I remember when we were first sent out. All of us, our group. We were strangers to them, despite being brothers in arms. We stood apart, mocked, given the suicidal task of being the bait. We were good but not good enough to survive through that, or so I thought. Obviously since I am still here, it reveals I was wrong about that. He led me, not the other way around. We ran and we charged and we played our roles. We fought and we bled, he laughed and we suffered. I remember thinking he was mad. I simply could not see what he was looking at.

I always looked at was in front of me. The task at hand. I was everything they wanted me to be. If they had half a brain in their empty skulls, they would have seen that he was so much more. A dreamer. A planner. Me and mine were good. He was exceptional. It made him powerful, but unbeknownst to us all, it also made him suffer. It would be years before I would realise that. Until that day, where it all went wrong, he would suffer quietly, leading us to glory. Time and time and again, against the impossible, against the unbeatable, into the unknown, into the dark, into hell. We would follow. I would follow.
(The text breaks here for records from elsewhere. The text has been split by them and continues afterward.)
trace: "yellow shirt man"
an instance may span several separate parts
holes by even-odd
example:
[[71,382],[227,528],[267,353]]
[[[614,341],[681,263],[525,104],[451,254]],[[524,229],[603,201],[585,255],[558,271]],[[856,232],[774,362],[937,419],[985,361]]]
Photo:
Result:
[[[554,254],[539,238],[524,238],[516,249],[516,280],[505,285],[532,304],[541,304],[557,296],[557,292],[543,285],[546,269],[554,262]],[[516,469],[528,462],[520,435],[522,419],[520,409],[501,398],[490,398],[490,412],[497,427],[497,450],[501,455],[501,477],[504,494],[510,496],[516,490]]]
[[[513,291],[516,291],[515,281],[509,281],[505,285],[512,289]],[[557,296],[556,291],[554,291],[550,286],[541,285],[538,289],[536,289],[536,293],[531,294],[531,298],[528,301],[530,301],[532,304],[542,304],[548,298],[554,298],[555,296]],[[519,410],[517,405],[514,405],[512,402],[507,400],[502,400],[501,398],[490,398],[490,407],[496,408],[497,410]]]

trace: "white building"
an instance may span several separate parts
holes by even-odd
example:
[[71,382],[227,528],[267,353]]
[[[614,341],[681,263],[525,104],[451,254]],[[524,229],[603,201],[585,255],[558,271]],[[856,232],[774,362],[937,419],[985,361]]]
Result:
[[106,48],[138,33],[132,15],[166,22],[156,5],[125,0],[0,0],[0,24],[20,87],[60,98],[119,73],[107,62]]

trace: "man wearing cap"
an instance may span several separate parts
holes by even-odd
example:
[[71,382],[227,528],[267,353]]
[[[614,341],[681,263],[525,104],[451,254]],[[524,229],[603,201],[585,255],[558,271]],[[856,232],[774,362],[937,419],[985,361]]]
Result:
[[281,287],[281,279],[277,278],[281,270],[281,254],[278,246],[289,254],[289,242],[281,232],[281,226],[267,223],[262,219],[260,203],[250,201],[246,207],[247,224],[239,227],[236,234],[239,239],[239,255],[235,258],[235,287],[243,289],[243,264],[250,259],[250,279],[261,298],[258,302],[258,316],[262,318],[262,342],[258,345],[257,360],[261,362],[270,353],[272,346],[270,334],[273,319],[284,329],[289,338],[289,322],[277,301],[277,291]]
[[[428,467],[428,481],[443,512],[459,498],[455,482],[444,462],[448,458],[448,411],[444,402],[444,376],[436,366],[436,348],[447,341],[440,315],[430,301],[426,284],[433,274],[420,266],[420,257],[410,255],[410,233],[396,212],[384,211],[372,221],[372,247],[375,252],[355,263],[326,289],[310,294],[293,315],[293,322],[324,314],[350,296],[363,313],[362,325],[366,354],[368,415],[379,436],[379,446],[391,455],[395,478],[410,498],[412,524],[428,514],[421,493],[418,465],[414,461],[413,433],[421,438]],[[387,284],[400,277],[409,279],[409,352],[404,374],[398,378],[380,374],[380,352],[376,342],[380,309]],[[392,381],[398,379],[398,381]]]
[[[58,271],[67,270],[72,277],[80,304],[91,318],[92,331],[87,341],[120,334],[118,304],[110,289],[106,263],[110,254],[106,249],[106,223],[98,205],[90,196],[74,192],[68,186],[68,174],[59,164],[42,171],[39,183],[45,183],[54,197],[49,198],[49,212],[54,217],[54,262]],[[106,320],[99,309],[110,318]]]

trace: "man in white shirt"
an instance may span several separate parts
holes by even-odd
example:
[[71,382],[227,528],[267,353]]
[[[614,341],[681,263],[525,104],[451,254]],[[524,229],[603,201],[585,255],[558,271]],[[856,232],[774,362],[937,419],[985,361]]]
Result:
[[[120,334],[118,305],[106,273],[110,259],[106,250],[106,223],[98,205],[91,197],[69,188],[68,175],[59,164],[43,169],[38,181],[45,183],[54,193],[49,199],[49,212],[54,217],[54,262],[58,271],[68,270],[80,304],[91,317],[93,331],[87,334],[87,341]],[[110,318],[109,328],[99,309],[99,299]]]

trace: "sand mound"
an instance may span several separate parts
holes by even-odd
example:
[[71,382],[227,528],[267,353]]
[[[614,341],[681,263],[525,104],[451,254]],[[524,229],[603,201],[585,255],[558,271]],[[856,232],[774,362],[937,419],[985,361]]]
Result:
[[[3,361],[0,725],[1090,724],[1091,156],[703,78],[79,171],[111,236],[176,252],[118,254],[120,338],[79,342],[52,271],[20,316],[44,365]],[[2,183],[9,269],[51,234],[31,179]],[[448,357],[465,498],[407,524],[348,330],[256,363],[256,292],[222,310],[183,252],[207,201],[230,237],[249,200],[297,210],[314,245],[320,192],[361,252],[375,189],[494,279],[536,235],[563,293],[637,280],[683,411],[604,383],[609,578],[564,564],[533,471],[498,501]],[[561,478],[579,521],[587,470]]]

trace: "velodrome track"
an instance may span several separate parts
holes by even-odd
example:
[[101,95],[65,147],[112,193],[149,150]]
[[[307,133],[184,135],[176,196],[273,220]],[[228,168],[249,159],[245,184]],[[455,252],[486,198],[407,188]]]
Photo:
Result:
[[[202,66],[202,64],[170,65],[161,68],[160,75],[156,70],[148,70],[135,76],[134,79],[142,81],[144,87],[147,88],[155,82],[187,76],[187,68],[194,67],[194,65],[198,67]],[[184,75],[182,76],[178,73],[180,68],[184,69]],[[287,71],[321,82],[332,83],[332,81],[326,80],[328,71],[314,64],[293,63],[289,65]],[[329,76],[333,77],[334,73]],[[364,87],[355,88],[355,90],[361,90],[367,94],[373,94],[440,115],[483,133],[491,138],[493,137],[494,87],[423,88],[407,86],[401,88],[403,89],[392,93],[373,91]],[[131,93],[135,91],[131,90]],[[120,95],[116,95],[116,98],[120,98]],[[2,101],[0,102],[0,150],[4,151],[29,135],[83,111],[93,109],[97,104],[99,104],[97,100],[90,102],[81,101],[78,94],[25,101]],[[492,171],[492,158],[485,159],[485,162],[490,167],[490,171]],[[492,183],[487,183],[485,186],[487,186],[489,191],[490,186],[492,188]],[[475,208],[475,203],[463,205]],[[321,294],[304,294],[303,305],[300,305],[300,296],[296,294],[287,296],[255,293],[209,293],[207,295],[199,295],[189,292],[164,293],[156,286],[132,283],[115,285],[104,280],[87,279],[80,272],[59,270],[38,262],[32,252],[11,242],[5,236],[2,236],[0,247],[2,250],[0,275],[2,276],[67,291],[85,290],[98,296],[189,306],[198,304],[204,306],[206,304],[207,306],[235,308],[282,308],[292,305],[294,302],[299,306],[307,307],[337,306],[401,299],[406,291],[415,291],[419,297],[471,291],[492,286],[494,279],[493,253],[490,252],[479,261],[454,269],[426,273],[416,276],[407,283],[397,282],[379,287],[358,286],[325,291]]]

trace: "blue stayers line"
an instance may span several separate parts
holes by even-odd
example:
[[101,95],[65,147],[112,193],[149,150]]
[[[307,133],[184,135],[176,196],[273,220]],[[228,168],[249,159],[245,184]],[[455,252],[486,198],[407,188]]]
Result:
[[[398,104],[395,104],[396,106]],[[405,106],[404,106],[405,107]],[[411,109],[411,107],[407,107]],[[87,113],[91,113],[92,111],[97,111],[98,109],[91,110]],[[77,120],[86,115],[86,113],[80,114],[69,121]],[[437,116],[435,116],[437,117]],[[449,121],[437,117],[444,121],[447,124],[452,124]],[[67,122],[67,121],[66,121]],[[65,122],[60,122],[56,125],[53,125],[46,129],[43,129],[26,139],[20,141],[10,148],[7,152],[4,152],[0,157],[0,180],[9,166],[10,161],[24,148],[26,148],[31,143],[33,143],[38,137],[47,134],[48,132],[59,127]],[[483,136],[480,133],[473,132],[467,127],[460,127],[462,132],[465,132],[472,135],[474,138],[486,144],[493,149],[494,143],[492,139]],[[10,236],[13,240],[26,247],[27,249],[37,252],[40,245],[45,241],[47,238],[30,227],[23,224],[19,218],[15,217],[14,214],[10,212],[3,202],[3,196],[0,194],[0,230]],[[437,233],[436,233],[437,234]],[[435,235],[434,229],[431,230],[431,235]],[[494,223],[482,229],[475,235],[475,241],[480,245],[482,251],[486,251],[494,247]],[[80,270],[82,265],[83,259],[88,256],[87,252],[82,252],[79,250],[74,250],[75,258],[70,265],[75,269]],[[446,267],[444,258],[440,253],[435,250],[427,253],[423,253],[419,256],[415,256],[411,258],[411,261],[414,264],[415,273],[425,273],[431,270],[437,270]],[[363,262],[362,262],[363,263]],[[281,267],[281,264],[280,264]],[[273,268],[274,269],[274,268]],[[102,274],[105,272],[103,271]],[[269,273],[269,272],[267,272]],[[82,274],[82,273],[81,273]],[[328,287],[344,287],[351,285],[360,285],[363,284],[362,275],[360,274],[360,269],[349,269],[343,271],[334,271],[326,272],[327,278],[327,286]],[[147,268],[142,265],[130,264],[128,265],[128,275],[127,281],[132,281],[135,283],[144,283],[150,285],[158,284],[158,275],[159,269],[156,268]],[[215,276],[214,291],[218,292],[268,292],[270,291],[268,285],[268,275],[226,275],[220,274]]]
The lights dim once more as they slowly turn a deep, sad purple.

And now he is free. Free to heal. Free to finally work through his suffering with someone who accepts him for what he is. What he was. What he might be. Someone, even if it pains me to say it, is worthy of him.

But he does not know. This peace cannot last. And this is a suffering that I carry quietly. Because this time it will be me who causes it.

That is why I sit here, idling. For a brief respite is all I can give to you, my brother.